At least the new addition doesn’t eat much, doesn’t shed (unlike the dog), and doesn’t always bring home tchotchkes it finds at flea markets (like my husband and I do). Our new little buddy also doesn’t make any noise, and doesn’t take up much room at all—because she lives in the refrigerator.
What, you don’t talk about your Yogurt Mother Culture like she’s a member of your family? Well, maybe if you loved yogurt as much as I do—and if you loved making yogurt as much as I do now—you just might start including your Mother Culture in your holiday newsletters and throwing her birthday parties. I’m just saying: This little lady has changed my life for the better, and I’m thrilled to have her around.
Before I finally ponied up for a yogurt incubator and starter culture, I was living a totally unsustainable life of wanton dairyness. A devotee of thick, Greek-style strained yogurt, I was amassing quite an impressive weekly pile of empty plastic tubs. Not only that, but when I discovered my preferred brand isn’t organic (I won’t name names, but its initials are Fage), I realized I had to put the k’bosh on my wasteful ways. Having recently read Anne Mendelson’s fantastic book Milk, I also knew that it was possible—surely, it must be possible! —to make store-bought quality yogurt at home, and I determined to try.

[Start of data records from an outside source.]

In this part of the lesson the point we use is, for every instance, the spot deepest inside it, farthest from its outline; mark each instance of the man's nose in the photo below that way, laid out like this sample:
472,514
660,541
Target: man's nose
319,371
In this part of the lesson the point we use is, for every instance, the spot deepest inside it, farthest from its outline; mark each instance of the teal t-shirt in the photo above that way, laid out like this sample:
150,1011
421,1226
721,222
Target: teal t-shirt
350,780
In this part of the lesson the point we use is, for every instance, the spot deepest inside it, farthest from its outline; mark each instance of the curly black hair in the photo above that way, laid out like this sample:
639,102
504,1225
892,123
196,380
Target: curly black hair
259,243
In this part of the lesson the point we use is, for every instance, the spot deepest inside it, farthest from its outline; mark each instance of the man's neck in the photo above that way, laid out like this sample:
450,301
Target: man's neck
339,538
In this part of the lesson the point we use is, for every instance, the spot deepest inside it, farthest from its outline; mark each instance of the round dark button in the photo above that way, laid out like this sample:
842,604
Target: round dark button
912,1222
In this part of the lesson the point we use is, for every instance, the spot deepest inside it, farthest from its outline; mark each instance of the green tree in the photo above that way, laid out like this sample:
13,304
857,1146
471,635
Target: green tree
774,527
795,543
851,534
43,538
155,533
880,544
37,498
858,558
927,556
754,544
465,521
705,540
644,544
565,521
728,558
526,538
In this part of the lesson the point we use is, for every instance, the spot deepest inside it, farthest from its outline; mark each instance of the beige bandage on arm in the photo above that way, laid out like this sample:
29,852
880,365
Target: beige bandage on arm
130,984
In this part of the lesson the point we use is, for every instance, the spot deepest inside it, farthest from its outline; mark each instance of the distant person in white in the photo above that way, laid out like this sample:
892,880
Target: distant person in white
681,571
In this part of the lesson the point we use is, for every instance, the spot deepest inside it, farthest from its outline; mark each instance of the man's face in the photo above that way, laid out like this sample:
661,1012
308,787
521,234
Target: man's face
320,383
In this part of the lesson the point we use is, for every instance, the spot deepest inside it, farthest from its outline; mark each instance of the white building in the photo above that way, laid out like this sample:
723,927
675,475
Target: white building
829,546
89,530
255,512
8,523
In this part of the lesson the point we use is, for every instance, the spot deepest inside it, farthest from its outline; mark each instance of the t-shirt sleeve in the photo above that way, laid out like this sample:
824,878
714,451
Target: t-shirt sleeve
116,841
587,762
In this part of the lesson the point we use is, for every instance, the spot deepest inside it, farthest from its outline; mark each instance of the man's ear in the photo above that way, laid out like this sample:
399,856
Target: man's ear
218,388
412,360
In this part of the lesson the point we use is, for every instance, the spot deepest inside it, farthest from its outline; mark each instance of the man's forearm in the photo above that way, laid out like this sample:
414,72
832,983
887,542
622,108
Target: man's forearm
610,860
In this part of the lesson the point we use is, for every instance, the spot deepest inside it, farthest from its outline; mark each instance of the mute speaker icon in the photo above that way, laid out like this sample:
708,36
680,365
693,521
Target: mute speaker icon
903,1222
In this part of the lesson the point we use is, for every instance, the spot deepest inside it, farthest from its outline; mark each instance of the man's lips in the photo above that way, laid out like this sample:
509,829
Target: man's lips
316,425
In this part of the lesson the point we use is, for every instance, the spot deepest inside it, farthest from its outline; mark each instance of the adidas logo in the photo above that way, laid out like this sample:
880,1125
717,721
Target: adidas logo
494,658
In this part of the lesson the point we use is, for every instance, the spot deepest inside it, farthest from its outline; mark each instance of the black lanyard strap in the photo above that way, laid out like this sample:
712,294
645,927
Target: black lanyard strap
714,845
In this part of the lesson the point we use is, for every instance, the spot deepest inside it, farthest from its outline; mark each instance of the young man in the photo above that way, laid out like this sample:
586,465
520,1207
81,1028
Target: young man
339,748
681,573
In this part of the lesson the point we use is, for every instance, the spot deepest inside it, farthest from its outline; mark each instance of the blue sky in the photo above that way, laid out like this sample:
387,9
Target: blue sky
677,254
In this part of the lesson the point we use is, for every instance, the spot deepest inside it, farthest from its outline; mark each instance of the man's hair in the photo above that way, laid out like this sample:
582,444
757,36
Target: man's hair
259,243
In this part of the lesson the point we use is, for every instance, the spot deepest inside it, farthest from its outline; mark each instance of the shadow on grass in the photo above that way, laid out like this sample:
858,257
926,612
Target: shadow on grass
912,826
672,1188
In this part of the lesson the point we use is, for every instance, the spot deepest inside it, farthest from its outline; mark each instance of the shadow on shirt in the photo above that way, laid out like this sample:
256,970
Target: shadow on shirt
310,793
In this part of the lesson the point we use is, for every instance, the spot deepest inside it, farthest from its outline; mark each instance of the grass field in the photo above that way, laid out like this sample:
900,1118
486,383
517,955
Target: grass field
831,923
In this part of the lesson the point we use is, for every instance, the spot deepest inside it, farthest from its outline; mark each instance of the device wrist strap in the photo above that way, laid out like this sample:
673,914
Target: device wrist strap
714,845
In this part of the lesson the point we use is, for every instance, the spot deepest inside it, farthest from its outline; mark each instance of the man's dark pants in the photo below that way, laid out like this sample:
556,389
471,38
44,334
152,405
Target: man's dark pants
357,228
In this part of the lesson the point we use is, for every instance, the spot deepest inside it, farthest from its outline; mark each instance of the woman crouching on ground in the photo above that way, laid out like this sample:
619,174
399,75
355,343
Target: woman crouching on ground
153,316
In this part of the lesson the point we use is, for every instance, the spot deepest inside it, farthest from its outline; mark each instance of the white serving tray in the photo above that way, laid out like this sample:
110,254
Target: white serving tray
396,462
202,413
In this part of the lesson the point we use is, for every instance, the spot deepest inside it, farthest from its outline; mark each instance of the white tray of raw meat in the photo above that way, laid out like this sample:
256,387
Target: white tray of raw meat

Not only is it possible, it's easy. Almost impossibly easy! And the yogurt is of at least the same quality (I daresay I actually find it even better, but that might be the "I Made This!" talking.)
Deciding to go with a nonelectric maker was ecologically important to me, as is buying local milk from organic dairies, which I am only too happy to do. Straining through a reusable cheesecloth lets me achieve that incredible, creamy texture I love so much, and I get fully four times as much yogurt for my buck as before while simultaneously eliminating the bulk of that plastic waste.
Get yourself a new little friend, stick her in the fridge, and let her bring a bit more culture to your life. (She might not give great advice or anything, but she is pretty delicious with fresh blueberries.)
One of the great things about making yogurt is that you don't even need a starter culture: You can just use a little bit of the type of yogurt you already prefer. Just be sure to find out what kind of active cultures are in your premade stuff (you'll need to know if they are thermophilic), and you can save a bit from each batch to propagate the next.
For a half gallon of milk, I get about 32oz Greek-style yogurt. You can use the liquid whey that strains off from the yogurt to make ricotta, or as a replacement for water, buttermilk, or milk in most recipes. (I use mine to soak muesli for breakfast.)
Credit to Cultures for Health for the original instructions.
starter culture or premade yogurt
|Heat milk in a saucepan to 160–180°F, as read on a candy thermometer. (The milk should bubble gently and a thin layer of foam will form along the top.) Allow the milk to cool to about 112°F, then pour it into your Yogotherm or other insulated container. Mix in the starter (2tsp starter per 8oz milk), cover, and allow to sit for eight to ten hours. |
Transfer to the refrigerator and cool completely; strain to desired thickness if so inclined. (I use a doubled-over cheesecloth over a colander, resting in a bowl).
Have you ever made yogurt? Well what are you waiting for??